Source: Research-Driven Agents — What Happens When Your Agent Reads Before It Codes
Source: Research-Driven Agents
Summary
This post from the SkyPilot team demonstrates that coding agents produce significantly better code optimizations when given a research phase — reading arxiv papers, studying competing projects and forks — before touching code. The authors added a literature search step to the autoresearch loop, pointed it at llama.cpp‘s CPU inference path, and over 3 hours with 4 cloud VMs ($29 total cost) produced 5 optimizations that made flash attention text generation 15% faster on x86 and 5% faster on ARM.
Key Claims
- Code-only context produces shallow hypotheses. When pointed at llama.cpp without research context, the agent attempted SIMD micro-optimizations (prefetching, loop unrolling, hoisting) that were all within measurement noise. The agent’s own postmortem identified the root cause: text generation is memory-bandwidth bound, not compute-bound, so optimizing compute instructions doesn’t help.

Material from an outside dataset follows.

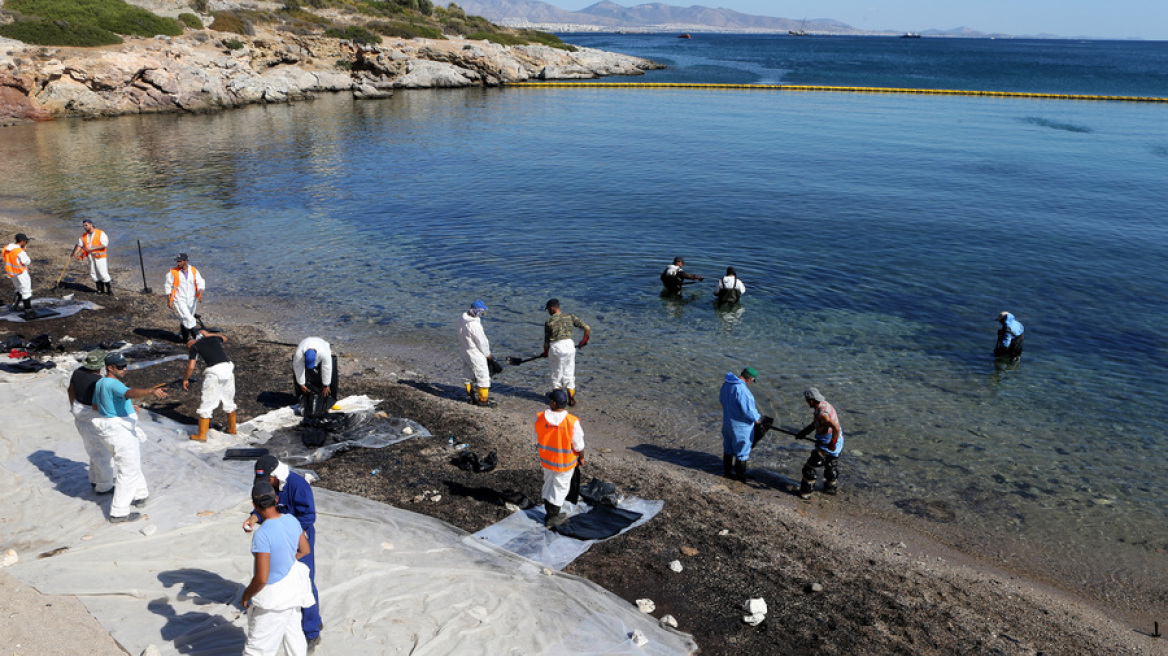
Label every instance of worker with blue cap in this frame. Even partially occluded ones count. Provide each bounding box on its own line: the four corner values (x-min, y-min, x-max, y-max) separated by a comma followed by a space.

- Research context changes what the agent tries. After reading papers on Operator Fusion and studying how CUDA/Metal backends handle the same operations, the agent pivoted from “make this loop faster” to “can I fuse these operations to eliminate a memory pass?” This led to qualitatively different hypotheses.

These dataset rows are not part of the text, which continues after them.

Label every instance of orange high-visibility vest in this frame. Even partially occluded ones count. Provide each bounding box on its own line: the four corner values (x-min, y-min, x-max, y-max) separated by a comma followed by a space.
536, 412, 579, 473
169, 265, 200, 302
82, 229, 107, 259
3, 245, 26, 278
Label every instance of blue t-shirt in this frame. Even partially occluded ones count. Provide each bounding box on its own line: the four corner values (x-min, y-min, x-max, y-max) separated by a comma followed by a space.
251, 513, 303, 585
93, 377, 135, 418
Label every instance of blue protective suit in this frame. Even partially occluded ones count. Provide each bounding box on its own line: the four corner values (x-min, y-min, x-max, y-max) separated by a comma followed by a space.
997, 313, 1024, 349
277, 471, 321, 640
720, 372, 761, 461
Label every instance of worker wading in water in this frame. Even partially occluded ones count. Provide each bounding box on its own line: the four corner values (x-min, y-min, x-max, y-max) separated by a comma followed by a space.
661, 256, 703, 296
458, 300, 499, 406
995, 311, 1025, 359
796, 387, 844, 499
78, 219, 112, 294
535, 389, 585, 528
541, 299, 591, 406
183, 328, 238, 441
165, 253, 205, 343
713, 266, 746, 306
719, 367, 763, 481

- Forks and competing projects were more useful than arxiv. Several actionable optimizations came from studying ik_llama.cpp (a performance-focused fork) and llamafile’s tinyBLAS. The CUDA backend directly informed one of the five final optimizations.
- 5 of 30+ experiments landed: 4 kernel fusions and an adaptive parallelization strategy. The biggest win fused three passes over flash attention’s QK tile into a single AVX2 FMA loop.
- The fusions reduced variance as much as they improved throughput. Baseline text generation showed ±19 t/s noise; optimized code showed ±0.59 t/s on x86 — the fusions eliminate intermediate cache-polluting writes.
- Agents struggle with benchmarking rigor. A JSON parsing bug in the benchmark script caused multiple experiments to run against wrong baselines. Shared-tenancy EC2 instances showed up to 30% variance from noisy neighbors.
- The agent caught its own correctness bug during self-review: its graph fusion code didn’t check whether intermediate outputs had other consumers. The fix used llama.cpp’s existing
ggml_can_fuse()infrastructure.
The Five Optimizations
- Softmax fusion — merged copy + scale + add-mask from 3 passes into 1
- RMS norm fusion — merged memcpy + scale from 2 passes into 1
- Adaptive from_float parallelization — partition by row for prompt processing, by element for text generation
- Graph-level RMS_NORM + MUL fusion — ported a pattern from CUDA/Metal backends to CPU with explicit AVX2/NEON intrinsics
- Flash attention KQ fusion — fused scale + pad + add-mask + find-max into a single AVX2 FMA pass
Relevance and Implications
This is early evidence for a shift in how AI Agents are used for code optimization: from “generate and test” to “research, hypothesize, then test.” The key insight is that codebases contain what the code does but not why it’s slow or what alternatives exist outside the codebase. Domain knowledge — the kind a senior engineer brings — can be partially substituted by systematic literature and competitor review.
The autoresearch framework generalizes to any project with a benchmark and test suite. The authors suggest ML inference frameworks as good candidates due to fast-moving codebases and clear throughput metrics.